Contrairement à sa dimension douloureuse, voire sacrificielle, bien souvent mise en avant, la miséricorde se fonde sur la joie, sur la félicité, cette plénitude harmonieuse qui accueille et apaise autrui car elle peut donner sans condition.
Tout à la fois vibration, attitude, intention, regard, sourire, geste, engagement, la miséricorde est un baume empathique qui réconforte, guérit, grandit. Elle fleurit sur le terreau de l’humilité, fertilisé par les pouvoirs de faire face, de tolérer, de prendre du recul et de coopérer. Fondamentalement reliée à la douceur et à la capacité de percevoir sans jugement critique, la miséricorde est un sourire profond, un regard bienveillant, un chant de bienvenue, un havre de réconfort, sans tambour ni trompettes, un engagement résolu qui favorise la résilience. Elle me libère et libère autrui, elle me protège et protège autrui : des programmations et conditionnements qui limitent et ratiocinent, de la négativité qui rouillent les meilleurs sentiments, des préjugés, d’une vision courte, des attentes, des dépendances…
Comme la fleur de lotus, elle s’épanouit au-dessus du marais du jugement, de la comparaison, et de la moquerie. Comme la fleur d’oranger ou de cerisier, elle diffuse un parfum discret et subtil qui réconforte les cœurs sans ostentation. Ni complaisante, ni condescendante, ni emprisonnante, la miséricorde se manifeste par un respect sincère. Elle naît d’une profonde reconnaissance de la beauté et de la grandeur originelle et éternelle de chaque âme. Elle nourrit la capacité à accompagner vers la dignité et la souveraineté intérieures, sans ego ni attachement. Elle me porte vers la pleine réalisation de ce que je suis, de ce que l’autre est, au-delà des apparences et des situations étriquées. La miséricorde me permet d’accepter pleinement que l’autre s’autonomise totalement, jusqu’à m’oublier. Et c’est bien là La Bonté Illimitée du Suprême.

Mercy en anglais, elle s’enracine dans la gratitude, celle qui salue la beauté et la valeur de ma propre vie et qui, partant, peut reconnaître la beauté et la valeur de toute vie, même si cette beauté et cette valeur ne semblent parfois que pincée de sel dans un sac de farine.

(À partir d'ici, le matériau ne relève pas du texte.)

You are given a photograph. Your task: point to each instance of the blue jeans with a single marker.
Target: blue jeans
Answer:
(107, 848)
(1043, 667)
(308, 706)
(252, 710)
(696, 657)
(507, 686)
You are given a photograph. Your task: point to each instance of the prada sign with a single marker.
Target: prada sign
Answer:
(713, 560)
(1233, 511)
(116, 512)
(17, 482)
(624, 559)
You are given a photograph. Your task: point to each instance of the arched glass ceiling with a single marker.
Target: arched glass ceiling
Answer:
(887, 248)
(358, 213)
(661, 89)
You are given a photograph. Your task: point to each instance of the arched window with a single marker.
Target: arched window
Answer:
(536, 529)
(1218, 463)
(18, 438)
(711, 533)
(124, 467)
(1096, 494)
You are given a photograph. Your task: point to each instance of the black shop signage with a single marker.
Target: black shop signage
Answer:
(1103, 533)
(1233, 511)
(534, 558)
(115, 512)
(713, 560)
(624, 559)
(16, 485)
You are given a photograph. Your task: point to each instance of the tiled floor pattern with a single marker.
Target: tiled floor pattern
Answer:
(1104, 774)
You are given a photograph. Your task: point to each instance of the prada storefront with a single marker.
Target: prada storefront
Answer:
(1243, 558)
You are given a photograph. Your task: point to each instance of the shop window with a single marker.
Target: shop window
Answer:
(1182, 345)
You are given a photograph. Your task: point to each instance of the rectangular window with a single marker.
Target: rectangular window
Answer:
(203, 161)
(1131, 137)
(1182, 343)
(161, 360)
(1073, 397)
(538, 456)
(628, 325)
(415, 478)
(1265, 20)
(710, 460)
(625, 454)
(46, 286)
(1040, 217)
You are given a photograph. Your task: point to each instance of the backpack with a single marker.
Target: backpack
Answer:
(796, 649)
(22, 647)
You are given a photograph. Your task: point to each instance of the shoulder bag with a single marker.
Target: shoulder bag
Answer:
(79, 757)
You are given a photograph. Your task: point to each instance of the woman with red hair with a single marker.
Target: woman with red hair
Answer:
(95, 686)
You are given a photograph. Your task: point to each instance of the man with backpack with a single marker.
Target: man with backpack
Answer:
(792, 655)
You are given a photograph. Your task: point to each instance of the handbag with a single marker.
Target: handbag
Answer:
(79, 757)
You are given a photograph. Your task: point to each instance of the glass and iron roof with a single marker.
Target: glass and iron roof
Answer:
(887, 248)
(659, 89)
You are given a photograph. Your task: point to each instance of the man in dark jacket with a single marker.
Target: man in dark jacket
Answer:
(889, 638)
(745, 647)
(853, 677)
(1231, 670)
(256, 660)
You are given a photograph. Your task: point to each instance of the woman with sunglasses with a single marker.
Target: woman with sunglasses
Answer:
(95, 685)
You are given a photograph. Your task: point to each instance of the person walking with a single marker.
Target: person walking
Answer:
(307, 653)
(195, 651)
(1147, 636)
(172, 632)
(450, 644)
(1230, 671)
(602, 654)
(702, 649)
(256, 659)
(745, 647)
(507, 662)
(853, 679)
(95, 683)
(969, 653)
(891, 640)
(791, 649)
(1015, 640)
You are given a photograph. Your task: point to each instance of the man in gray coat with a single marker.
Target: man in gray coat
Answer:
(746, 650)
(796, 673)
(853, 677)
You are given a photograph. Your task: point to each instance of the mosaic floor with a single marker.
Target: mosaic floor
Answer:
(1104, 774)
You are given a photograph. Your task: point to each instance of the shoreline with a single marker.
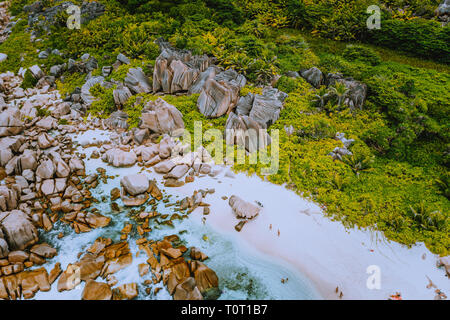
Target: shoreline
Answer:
(322, 250)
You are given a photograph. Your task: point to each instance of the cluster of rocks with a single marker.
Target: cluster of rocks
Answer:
(243, 210)
(254, 113)
(184, 280)
(5, 24)
(27, 283)
(41, 179)
(177, 70)
(136, 190)
(160, 117)
(443, 12)
(40, 17)
(195, 201)
(339, 152)
(357, 91)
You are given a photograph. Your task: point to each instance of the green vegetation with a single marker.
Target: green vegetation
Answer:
(397, 180)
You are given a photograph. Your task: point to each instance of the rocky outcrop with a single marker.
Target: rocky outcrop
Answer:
(444, 8)
(187, 290)
(177, 70)
(119, 158)
(96, 291)
(10, 123)
(117, 120)
(241, 130)
(137, 81)
(18, 230)
(103, 258)
(313, 76)
(357, 91)
(161, 117)
(121, 95)
(38, 17)
(339, 152)
(205, 278)
(220, 94)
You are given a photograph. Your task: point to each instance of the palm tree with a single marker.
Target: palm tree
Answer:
(340, 90)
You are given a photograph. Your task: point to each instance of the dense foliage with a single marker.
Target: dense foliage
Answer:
(397, 180)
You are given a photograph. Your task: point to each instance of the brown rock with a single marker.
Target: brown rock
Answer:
(33, 281)
(55, 273)
(143, 269)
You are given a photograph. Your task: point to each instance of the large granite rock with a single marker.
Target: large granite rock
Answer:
(177, 70)
(85, 89)
(121, 95)
(314, 76)
(117, 120)
(266, 107)
(119, 158)
(243, 209)
(10, 123)
(96, 291)
(135, 184)
(220, 94)
(161, 117)
(356, 96)
(18, 230)
(243, 131)
(9, 198)
(444, 8)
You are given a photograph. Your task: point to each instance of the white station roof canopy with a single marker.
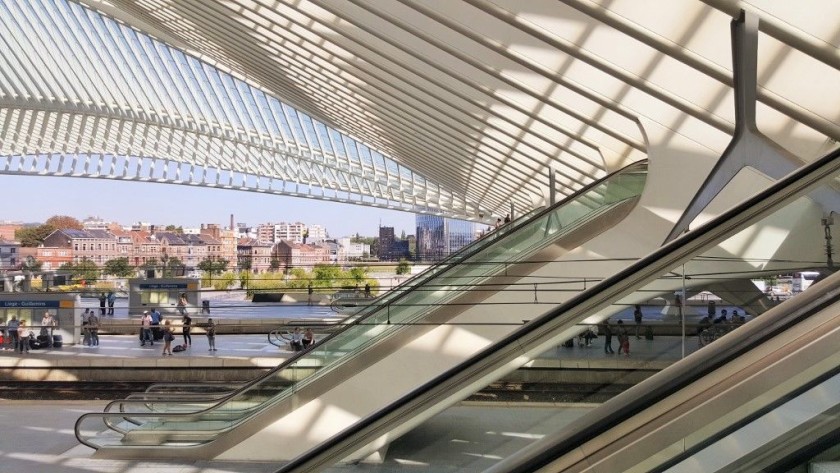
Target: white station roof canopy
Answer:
(471, 102)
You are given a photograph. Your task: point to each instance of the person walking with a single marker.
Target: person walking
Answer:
(13, 328)
(48, 327)
(637, 317)
(93, 329)
(623, 339)
(112, 298)
(308, 338)
(211, 334)
(102, 299)
(24, 336)
(146, 330)
(182, 304)
(85, 329)
(186, 326)
(168, 336)
(607, 329)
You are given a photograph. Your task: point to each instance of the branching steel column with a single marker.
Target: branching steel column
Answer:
(748, 146)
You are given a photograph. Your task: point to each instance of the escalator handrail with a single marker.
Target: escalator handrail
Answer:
(529, 337)
(296, 357)
(510, 231)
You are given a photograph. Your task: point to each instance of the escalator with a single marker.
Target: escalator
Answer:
(662, 272)
(767, 400)
(346, 369)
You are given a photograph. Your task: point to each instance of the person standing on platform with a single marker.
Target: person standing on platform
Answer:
(93, 329)
(157, 334)
(48, 327)
(146, 330)
(607, 329)
(637, 317)
(308, 338)
(102, 299)
(111, 299)
(24, 336)
(211, 334)
(623, 339)
(85, 329)
(182, 304)
(186, 326)
(13, 328)
(168, 336)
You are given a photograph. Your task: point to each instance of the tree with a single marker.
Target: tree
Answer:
(326, 274)
(32, 237)
(245, 264)
(358, 274)
(64, 222)
(118, 267)
(31, 264)
(403, 267)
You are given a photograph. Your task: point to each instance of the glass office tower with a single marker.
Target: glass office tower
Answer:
(438, 237)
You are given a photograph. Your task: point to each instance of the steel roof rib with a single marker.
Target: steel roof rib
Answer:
(471, 101)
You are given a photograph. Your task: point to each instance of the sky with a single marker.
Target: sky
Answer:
(35, 199)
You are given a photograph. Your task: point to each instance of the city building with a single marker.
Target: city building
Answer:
(646, 119)
(438, 237)
(385, 252)
(8, 229)
(10, 256)
(254, 255)
(98, 246)
(352, 251)
(299, 255)
(293, 232)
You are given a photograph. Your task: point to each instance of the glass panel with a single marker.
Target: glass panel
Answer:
(492, 257)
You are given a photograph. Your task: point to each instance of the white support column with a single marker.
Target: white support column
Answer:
(748, 146)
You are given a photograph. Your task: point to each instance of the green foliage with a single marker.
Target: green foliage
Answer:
(326, 274)
(358, 274)
(245, 264)
(224, 281)
(118, 267)
(31, 264)
(404, 267)
(32, 237)
(213, 266)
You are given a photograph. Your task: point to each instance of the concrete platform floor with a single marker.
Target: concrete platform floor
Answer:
(38, 437)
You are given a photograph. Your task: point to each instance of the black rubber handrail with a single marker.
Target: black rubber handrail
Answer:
(625, 281)
(361, 319)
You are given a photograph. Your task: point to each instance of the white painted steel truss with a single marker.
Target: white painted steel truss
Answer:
(482, 105)
(83, 96)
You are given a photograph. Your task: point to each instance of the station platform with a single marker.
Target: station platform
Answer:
(240, 358)
(463, 438)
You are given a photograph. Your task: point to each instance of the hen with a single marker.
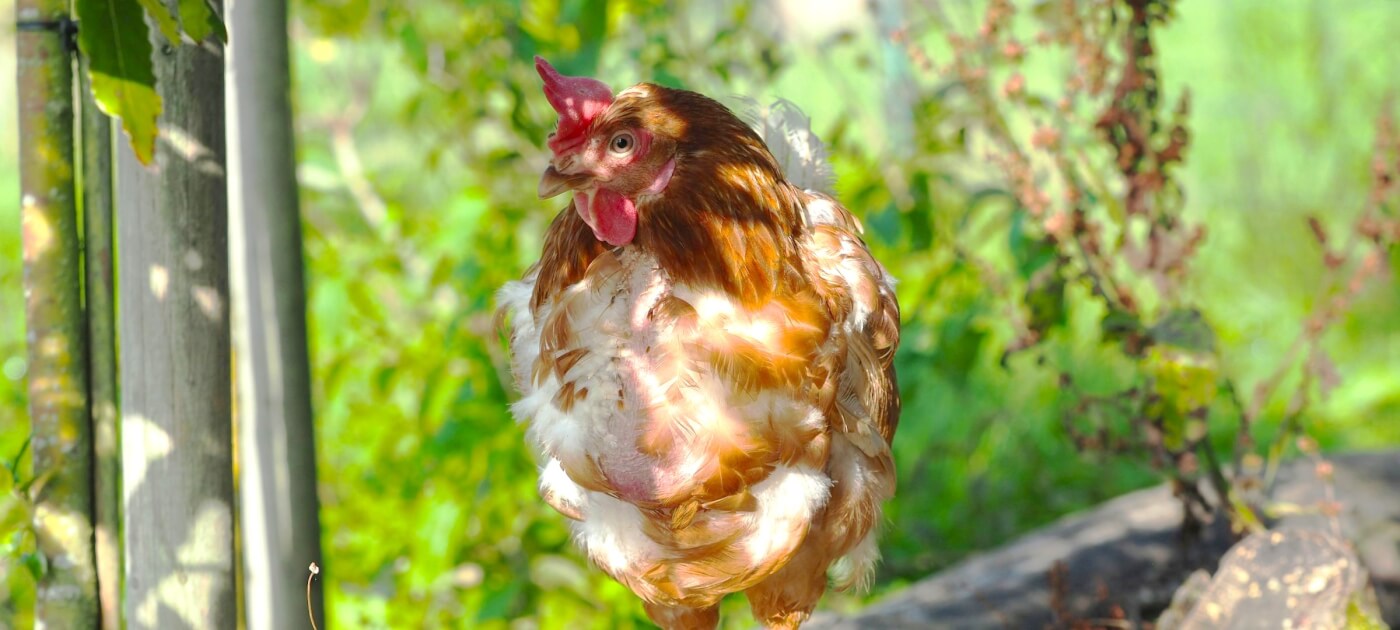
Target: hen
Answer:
(704, 357)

Car seul ce discernement bienveillant peut me conduire vers mon meilleur, conduire l’autre vers son meilleur, conduire le monde vers son meilleur.
Bien sûr la miséricorde s’incarne dans de grands noms et de grands destins : Mère Thérésa, l’abbé Pierre, Gandhi, Nelson Mandela, Martin Luther King… Elle œuvre dans chaque dispensaire, dans chaque soupe populaire, dans chaque hôpital de guerre, dans chaque école de brousse… Mais, bien qu’incognito, son terrain de jeu le plus vaste est bien notre quotidien : un sourire adressé à un visage fermé, une main tendue vers un poing serré, un silence bienveillant face à une colère grondante, une moquerie que l’on n’encourage pas, un tort que l’on reconnaît, un enfant que l’on écoute sans le surplomber, une comparaison que l’on suspend, une jalousie que l’on dénoue, un point d’exclamation que l’on change en point, un mail dont on épure l’agressivité…
Originellement « bonté par laquelle Dieu pardonne aux hommes », la miséricorde est une non-violence sincère, à commencer vis-à-vis de soi-même. Pardon altruiste de la différence, la miséricorde rompt les cordes de la misère, rompt les codes de la misère, celle qui consiste à ne pas pouvoir pleinement être soi-même. En posant un regard élevé et bienveillant sur le monde, elle lui permet de retrouver son éclat originel.